SACRAMENTO, CA - Blame it on the European debt crisis and the slowing of global economic growth.
The nation's largest public pension fund, CalPERS, had a measly 1 percent rate of return this past year.
"One percent is positive but it's far below our target return of 7.5 percent," CalPers Chief Investment Officer Joe Dear said.
The rate is critical because taxpayers make up any shortfall whenever pension funds miss their mark.
Despite a 7.7 percent return over 20 years, CalPERS acknowledges it'll be asking for more money from future budgets.
"In a year, the state contribution rates will be adjusted upward, and in two years local government rates will be adjusted somewhat upward," Dear said.
The state budget has been increasingly forced to give bigger contributions to meet retirement obligations.
The local bankruptcies of Stockton and San Bernardino were due in part to crushing pension debt.
Just six years ago, $1.5 billion, or 1.5 percent of California's general fund, went to CalPERS. This year, the share jumped to more than $2 billion, or about 2.5 percent of the general fund.

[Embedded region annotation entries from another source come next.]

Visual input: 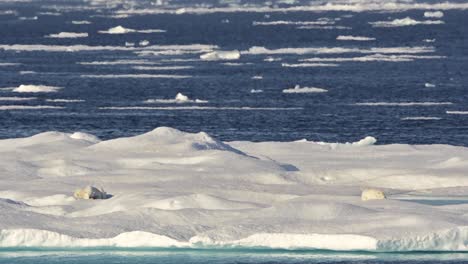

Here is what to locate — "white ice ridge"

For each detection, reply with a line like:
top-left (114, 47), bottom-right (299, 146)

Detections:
top-left (281, 63), bottom-right (339, 68)
top-left (46, 99), bottom-right (85, 103)
top-left (132, 65), bottom-right (193, 71)
top-left (13, 84), bottom-right (62, 93)
top-left (245, 46), bottom-right (435, 55)
top-left (116, 1), bottom-right (468, 16)
top-left (72, 20), bottom-right (91, 25)
top-left (446, 111), bottom-right (468, 115)
top-left (252, 20), bottom-right (335, 26)
top-left (0, 105), bottom-right (64, 110)
top-left (99, 106), bottom-right (304, 111)
top-left (283, 85), bottom-right (328, 93)
top-left (98, 26), bottom-right (166, 34)
top-left (424, 11), bottom-right (444, 18)
top-left (46, 32), bottom-right (88, 38)
top-left (299, 54), bottom-right (446, 63)
top-left (144, 93), bottom-right (208, 104)
top-left (0, 44), bottom-right (218, 54)
top-left (401, 116), bottom-right (442, 120)
top-left (354, 102), bottom-right (453, 106)
top-left (369, 17), bottom-right (444, 27)
top-left (81, 74), bottom-right (192, 79)
top-left (0, 96), bottom-right (37, 101)
top-left (200, 50), bottom-right (240, 61)
top-left (0, 127), bottom-right (468, 252)
top-left (336, 35), bottom-right (375, 41)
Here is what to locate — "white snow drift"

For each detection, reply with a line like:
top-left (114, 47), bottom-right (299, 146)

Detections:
top-left (0, 127), bottom-right (468, 252)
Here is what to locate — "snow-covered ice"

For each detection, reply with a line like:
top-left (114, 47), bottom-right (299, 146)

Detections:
top-left (0, 127), bottom-right (468, 251)
top-left (336, 35), bottom-right (375, 41)
top-left (13, 84), bottom-right (62, 93)
top-left (283, 85), bottom-right (328, 93)
top-left (98, 26), bottom-right (166, 34)
top-left (144, 93), bottom-right (208, 104)
top-left (200, 50), bottom-right (240, 61)
top-left (46, 32), bottom-right (88, 38)
top-left (369, 17), bottom-right (444, 27)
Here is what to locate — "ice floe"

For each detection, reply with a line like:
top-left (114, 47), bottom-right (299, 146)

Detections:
top-left (0, 127), bottom-right (468, 252)
top-left (369, 17), bottom-right (444, 27)
top-left (12, 84), bottom-right (62, 93)
top-left (354, 102), bottom-right (453, 106)
top-left (72, 20), bottom-right (91, 25)
top-left (0, 105), bottom-right (64, 110)
top-left (336, 35), bottom-right (375, 41)
top-left (46, 32), bottom-right (88, 38)
top-left (424, 11), bottom-right (444, 18)
top-left (144, 93), bottom-right (208, 104)
top-left (283, 85), bottom-right (328, 93)
top-left (81, 74), bottom-right (192, 79)
top-left (98, 26), bottom-right (166, 34)
top-left (0, 96), bottom-right (37, 101)
top-left (281, 63), bottom-right (339, 68)
top-left (245, 46), bottom-right (435, 55)
top-left (200, 50), bottom-right (241, 61)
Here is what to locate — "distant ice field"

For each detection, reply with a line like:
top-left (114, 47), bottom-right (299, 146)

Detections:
top-left (0, 1), bottom-right (468, 146)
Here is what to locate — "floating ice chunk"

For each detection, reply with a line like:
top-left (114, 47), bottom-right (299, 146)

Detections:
top-left (354, 102), bottom-right (453, 106)
top-left (351, 136), bottom-right (377, 146)
top-left (46, 32), bottom-right (88, 38)
top-left (361, 189), bottom-right (386, 201)
top-left (0, 105), bottom-right (65, 110)
top-left (132, 65), bottom-right (193, 71)
top-left (336, 36), bottom-right (375, 41)
top-left (13, 84), bottom-right (62, 93)
top-left (424, 11), bottom-right (444, 18)
top-left (18, 16), bottom-right (37, 20)
top-left (401, 116), bottom-right (442, 121)
top-left (72, 20), bottom-right (91, 25)
top-left (250, 89), bottom-right (263, 93)
top-left (144, 93), bottom-right (208, 104)
top-left (73, 186), bottom-right (108, 200)
top-left (283, 85), bottom-right (328, 93)
top-left (281, 63), bottom-right (340, 68)
top-left (200, 50), bottom-right (240, 60)
top-left (46, 99), bottom-right (85, 103)
top-left (0, 96), bottom-right (37, 101)
top-left (369, 17), bottom-right (444, 27)
top-left (138, 40), bottom-right (149, 47)
top-left (445, 111), bottom-right (468, 115)
top-left (70, 132), bottom-right (101, 143)
top-left (252, 20), bottom-right (335, 26)
top-left (98, 26), bottom-right (166, 34)
top-left (81, 74), bottom-right (192, 79)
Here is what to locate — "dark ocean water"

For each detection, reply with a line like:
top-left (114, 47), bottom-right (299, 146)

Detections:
top-left (0, 250), bottom-right (468, 264)
top-left (0, 1), bottom-right (468, 146)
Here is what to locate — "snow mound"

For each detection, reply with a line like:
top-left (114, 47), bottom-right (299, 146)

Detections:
top-left (46, 32), bottom-right (88, 38)
top-left (144, 93), bottom-right (208, 104)
top-left (200, 50), bottom-right (240, 61)
top-left (424, 11), bottom-right (444, 18)
top-left (369, 17), bottom-right (444, 27)
top-left (92, 127), bottom-right (239, 153)
top-left (98, 26), bottom-right (166, 34)
top-left (145, 194), bottom-right (258, 210)
top-left (13, 84), bottom-right (62, 93)
top-left (283, 85), bottom-right (328, 93)
top-left (336, 35), bottom-right (375, 41)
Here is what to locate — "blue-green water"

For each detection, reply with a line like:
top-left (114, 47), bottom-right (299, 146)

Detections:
top-left (0, 249), bottom-right (468, 264)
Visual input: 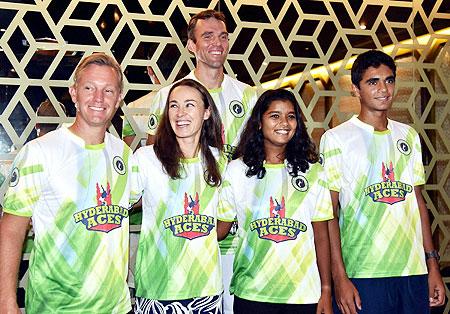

It's actually closer to 4 percent when you add in teachers' pensions.
Critics said when pension obligations increase, that means less money for other things. They point out state pension spending is up 400 percent in the last decade while spending for UC and CSU is down 30 percent.
It's actually in the Constitution that pension obligations, like bond debt, are one of the line items paid.
"These benefits are very, very risky," California Foundation for Fiscal Responsibility spokesperson Marcia Fritz said. "And this type of return isn't helping at all."
Pension reform is supposed to be at the top of the agenda when lawmakers return from summer break next month. But Gov. Jerry Brown and Democratic leaders are still at odds over what changes to make; Brown's plan is much tougher.
There's nothing really taxpayers can do at this point to lessen their burden unless lawmakers enact changes, something public employee unions have fought.
During good times, though, Californians pay little or nothing toward pensions. But during tough economic times, they have to step up.
"If I work for you and we have a collective bargaining agreement that I put a certain amount, and you put in a certain amount, you're still obligated to do that regardless of what's happening in the economy," AFSMCE member Willie Pelote said.